Recycled-clothing company owner Jo Bratton.
Jo Bratton — Recycled-clothing company owner
My mother had been to this wonderful party and was all dressed up. She fell out of the car door. I was sitting beside her and she was gone. This bracelet (main
photo) took all the impact as she went rolling down the road. So it’s my lucky bracelet. It’s scraped, but I love it. I’ve worn it my whole life.
My mother was older. She was 36 when she had me. My sister and brother are 17 and 18 years older than me, so I was like an only child. My family moved here from the north of England when the shipyards closed. There was no work. I was really odd at school. I did theatre and everyone did netball.
I was always a bit eccentric, but I don’t think you stood out in the 80s. You had so many genres of clothing — punks, New Romantics, power dressing.
I used to catch the bus after school to Queen St and the markets to go shopping. I’d wash dishes at the back of a coffee shop to pay for it.
In 2008 — the last big economic crash — I was looking at going into partnership in a women’s fitness centre. I put in a month and knew the business was fail- ing. I felt really despondent and went home and had a cup of tea. I picked up a magazine and there was an article with Trelise Cooper. In it she talked about going right back to what she did when she was young. I’ve always loved clothes, sewn clothes, been eccentric in my dress. I was like, “That’s what I’m meant to do.” I’d done hairdressing. I’d done makeup. I’d done everything but work with clothes. It was a lightbulb moment.
I had $5000. I found the building and I put one step in front of another. It was an odd choice here, next door to a panel beater in New Lynn, but it was affordable. People say, “Why aren’t you a boutique?” But I’m not. I’m a community shop (Go Jo Recycled Clothing).
I only ever wear our clothes. I wore this today (main photo) because it’s quite representative of me. Modern trousers with an 80s blouse and 1940s silk jacket. I do my own thing.
The mistake people make when they dress? They dress their flaws. They come in and go, “I’ve got a fat tummy” or “I don’t like this”. I’ll go, “You’ve got amazing ankles.” “Look at your beautiful décolletage.” “You’ve got this gracious neck.” It’s confronting for so many women — being able to accept the changes as we’ve gotten older, as life’s dealt different things.
One customer first started coming in presented as a man and was obviously interested in women’s clothing. He’d ring first and I’d shut the shop for him. As time has gone on he’s become more confident. I had another gentleman come in the other day and he said, “I want to find something that I can wear but I don’t want anyone to know.” I said, “We’re going to dress ‘your friend’. Does your friend like lace? Does she like colour?” He bought a tunic dress that was womanly but not overtly feminine. Nice fabric.
I love sparkly things. Silk. Muted tones. I’m a mood dresser. It’s about the feel — you put it on and go, “Oh”.

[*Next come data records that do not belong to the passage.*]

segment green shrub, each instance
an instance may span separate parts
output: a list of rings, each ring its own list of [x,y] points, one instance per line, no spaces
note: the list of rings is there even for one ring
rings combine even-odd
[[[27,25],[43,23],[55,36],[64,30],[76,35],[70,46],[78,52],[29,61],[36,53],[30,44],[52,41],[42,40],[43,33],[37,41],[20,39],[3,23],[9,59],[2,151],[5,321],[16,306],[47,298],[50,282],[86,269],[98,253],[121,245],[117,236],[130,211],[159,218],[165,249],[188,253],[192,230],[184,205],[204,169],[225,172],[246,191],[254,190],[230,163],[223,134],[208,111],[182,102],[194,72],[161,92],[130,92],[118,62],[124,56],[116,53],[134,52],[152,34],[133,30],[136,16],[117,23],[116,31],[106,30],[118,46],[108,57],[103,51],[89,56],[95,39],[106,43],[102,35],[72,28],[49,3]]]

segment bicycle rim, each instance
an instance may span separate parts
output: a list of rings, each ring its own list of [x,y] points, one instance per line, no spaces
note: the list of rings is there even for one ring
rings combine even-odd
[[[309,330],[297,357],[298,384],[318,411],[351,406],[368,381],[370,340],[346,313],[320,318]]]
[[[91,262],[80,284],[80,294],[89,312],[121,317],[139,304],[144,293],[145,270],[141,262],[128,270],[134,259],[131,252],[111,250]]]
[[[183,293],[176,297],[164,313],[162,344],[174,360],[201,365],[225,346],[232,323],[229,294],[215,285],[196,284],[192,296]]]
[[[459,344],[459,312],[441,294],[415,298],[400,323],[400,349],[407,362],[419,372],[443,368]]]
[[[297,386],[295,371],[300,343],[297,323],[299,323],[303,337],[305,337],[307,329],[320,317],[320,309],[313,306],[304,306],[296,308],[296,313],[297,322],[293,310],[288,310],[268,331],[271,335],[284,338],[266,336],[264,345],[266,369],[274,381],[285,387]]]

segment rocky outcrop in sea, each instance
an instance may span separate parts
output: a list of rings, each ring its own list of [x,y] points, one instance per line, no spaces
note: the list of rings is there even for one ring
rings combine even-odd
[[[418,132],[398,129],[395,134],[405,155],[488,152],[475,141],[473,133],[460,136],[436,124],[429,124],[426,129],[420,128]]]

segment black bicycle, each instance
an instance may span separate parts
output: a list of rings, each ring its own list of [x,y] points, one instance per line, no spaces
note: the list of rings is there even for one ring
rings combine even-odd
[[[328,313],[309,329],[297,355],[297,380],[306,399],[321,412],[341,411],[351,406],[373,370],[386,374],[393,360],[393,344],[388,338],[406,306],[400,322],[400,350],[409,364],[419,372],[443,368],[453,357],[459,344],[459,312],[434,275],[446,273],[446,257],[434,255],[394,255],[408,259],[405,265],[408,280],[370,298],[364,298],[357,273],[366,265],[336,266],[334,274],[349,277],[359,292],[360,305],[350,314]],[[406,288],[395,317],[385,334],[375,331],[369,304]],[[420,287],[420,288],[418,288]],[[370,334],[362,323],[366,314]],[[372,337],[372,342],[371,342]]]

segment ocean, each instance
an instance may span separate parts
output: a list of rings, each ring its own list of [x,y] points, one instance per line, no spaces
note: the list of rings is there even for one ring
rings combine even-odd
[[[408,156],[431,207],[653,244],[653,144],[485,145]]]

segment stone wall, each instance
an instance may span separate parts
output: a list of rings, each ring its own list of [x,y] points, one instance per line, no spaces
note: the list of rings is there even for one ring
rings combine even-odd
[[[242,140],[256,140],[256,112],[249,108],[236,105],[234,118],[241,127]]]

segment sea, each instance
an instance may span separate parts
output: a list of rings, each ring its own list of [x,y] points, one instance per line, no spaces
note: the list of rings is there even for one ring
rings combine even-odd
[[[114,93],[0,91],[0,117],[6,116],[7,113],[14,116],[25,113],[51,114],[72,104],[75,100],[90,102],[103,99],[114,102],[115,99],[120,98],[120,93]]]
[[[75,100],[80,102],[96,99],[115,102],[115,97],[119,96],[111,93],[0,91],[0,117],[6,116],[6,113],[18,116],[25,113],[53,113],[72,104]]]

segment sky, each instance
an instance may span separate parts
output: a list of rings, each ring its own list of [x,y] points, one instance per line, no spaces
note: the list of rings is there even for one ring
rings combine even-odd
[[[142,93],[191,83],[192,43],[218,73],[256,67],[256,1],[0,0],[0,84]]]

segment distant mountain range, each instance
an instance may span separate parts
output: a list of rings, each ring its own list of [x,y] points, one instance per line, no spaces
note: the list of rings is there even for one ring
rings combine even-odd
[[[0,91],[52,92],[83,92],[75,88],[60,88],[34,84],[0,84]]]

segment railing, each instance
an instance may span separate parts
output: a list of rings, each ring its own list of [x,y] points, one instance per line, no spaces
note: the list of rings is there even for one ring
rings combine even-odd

It’s a story. “I feel funky today.” “I feel smart today.” That’s what I try to get the women engaging in. Feel something. People don’t feel anything today when they wear their puffer jackets and their leggings. It’s conformity.
One of the first things I ever got given when I started my shop was given to me by my elocution teacher. She was about 94 and she had lost her daughter really young, in the 70s, to breast cancer.
She’d kept the dress all those years. It’s Hullabaloo, which was an iconic shop on Queen St. It reminds me of a mother’s love.
This lurex dress (1) is called the “mother-in-law”. The lady who brought this in was in her 80s and this was her mother-in-law’s dress. Her motherin-law hated her. She was never good enough for her son. There is a photo of her mother-in-law wearing it and she’s a formidable woman. I don’t know why she would have kept it. Maybe she was afraid to get rid of it. Even in her 80s, she still knew the power of a mother-inlaw who never accepted her.
I love to collect New Zealand labels. This pink gown (2) is Berkahn. It’s just so nuts. Overt. Kevin Berkahn and Patrick Steel were the champions of fashion.
I have pieces people aren’t going to buy. They’re a vault, they’re a timeline. We were so confident in the 80s. There was money. Everybody worries about standing out now. Back then, you stood out. Big colour, big earrings, big shoulder pads. You wore big labels.
I think right up to this last decade you could map the social trends in our clothes, but with fast fashion it’s taken something away from dressing and left a lot of people in a vacuum where they just don’t know any more. There are no rituals when it comes to dressing. People used to dress to go to the airport.